NOTE: The above workflow is the normal scenario. In addition to the above workflow the Producer may change the list periodically based on additional data. As this happens the Producer may decide to redo Steps 2 through 4. In this version of the IG, there are no notification mechanisms created for a Producer to notify a consumer when the list changes. However there could be an agreed upon cadence between the Producer and the Consumer on how often the list is exchanged. Every change that is made to the list may be available to the Consumer based on the cadence. In other words if it is a monthly list, then as changes get made the updated list will be exchanged on a monthly basis. The change reconciliation process is out of scope for the current version of the IG as outlined in the above steps.
The section takes the workflow described above and identifies the different types of exchange patterns that are currently used. Although each of the patterns identified below are used in the real world, the initial version of the Implementation Guide will focus on the exchange mechanisms identified in pattern #2.
The following are brief descriptions of the Member Attribution List Exchange patterns.
Pattern 1: In pattern 1, the Producer is pushing the list to the consumer using a “One-way push” exchange pattern.
Pattern 2: In pattern 2, the Consumer request the Member Attribution List from the producer. The Consumer then receives the list once it is available.
Note: The requests and responses are not real-time as the Producer may have to perform work to prepare and make the list available. The initial version of the implementation guide will focus on this specific exchange pattern.
Pattern 3: In pattern 3, the Producer notifies the Consumer of changes in the Member Attribution List. The Consumer requests for the changes and eventually receives incremental changes.
Note: The requests and responses are not real-time as the Producer may have to perform work to prepare and make the list available. Future versions of the implementation guide will focus on this specific exchange pattern.
Pattern 4: In pattern 4, the Consumer requests changes to the Member Attribution List and then the rest of the interactions follow exchange pattern #3.

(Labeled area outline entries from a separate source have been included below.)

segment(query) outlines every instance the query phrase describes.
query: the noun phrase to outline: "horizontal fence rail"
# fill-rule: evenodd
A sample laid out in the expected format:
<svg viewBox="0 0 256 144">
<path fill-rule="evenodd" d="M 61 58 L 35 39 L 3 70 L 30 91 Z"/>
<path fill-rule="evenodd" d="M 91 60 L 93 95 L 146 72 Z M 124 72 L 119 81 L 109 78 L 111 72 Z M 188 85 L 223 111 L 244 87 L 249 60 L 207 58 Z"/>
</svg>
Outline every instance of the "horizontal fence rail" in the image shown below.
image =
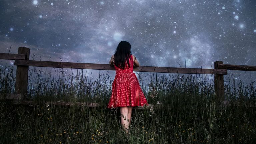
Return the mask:
<svg viewBox="0 0 256 144">
<path fill-rule="evenodd" d="M 108 64 L 98 64 L 68 62 L 58 62 L 27 60 L 16 60 L 14 65 L 59 68 L 91 69 L 101 70 L 115 70 L 113 66 Z M 182 68 L 140 66 L 133 68 L 133 71 L 143 72 L 179 73 L 197 74 L 227 74 L 227 70 L 195 68 Z"/>
<path fill-rule="evenodd" d="M 253 66 L 218 64 L 218 67 L 220 69 L 246 71 L 256 71 L 256 66 Z"/>
<path fill-rule="evenodd" d="M 14 104 L 33 104 L 32 101 L 23 100 L 26 98 L 27 90 L 27 82 L 29 66 L 50 67 L 59 68 L 115 70 L 115 67 L 108 64 L 99 64 L 68 62 L 29 60 L 30 49 L 26 47 L 19 47 L 18 54 L 0 53 L 0 59 L 15 60 L 14 65 L 17 66 L 15 90 L 14 94 L 7 94 L 6 99 L 9 100 L 22 100 L 21 101 L 13 101 Z M 227 70 L 256 71 L 256 66 L 234 65 L 223 64 L 222 61 L 214 62 L 214 69 L 195 68 L 182 68 L 140 66 L 133 68 L 133 71 L 143 72 L 179 73 L 194 74 L 214 75 L 215 96 L 219 100 L 224 99 L 224 84 L 223 75 L 227 74 Z M 228 105 L 228 102 L 222 100 L 224 105 Z M 46 102 L 48 103 L 63 105 L 72 105 L 71 102 Z M 79 105 L 88 107 L 98 107 L 100 105 L 97 103 L 79 103 Z M 221 102 L 219 103 L 221 105 Z M 153 105 L 150 105 L 153 106 Z M 139 108 L 140 107 L 139 107 Z"/>
</svg>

Note: Future versions of the implementation guide will focus on this specific exchange pattern.
Pattern 5: In pattern 5, the Consumer provides an initial attribution list to the Producer. This could be based on the patients being treated by the provider. This is true in Data at Point of Care use cases. The rest of the interactions follow exchange pattern #3.
Note: Future versions of the implementation guide may focus on this specific exchange pattern depending on the extent it applies to the commercial payer and provider ecosystem.
Pattern 6: In pattern 6, the interactions are essentially combination of patterns #5, #4, #3 and #2.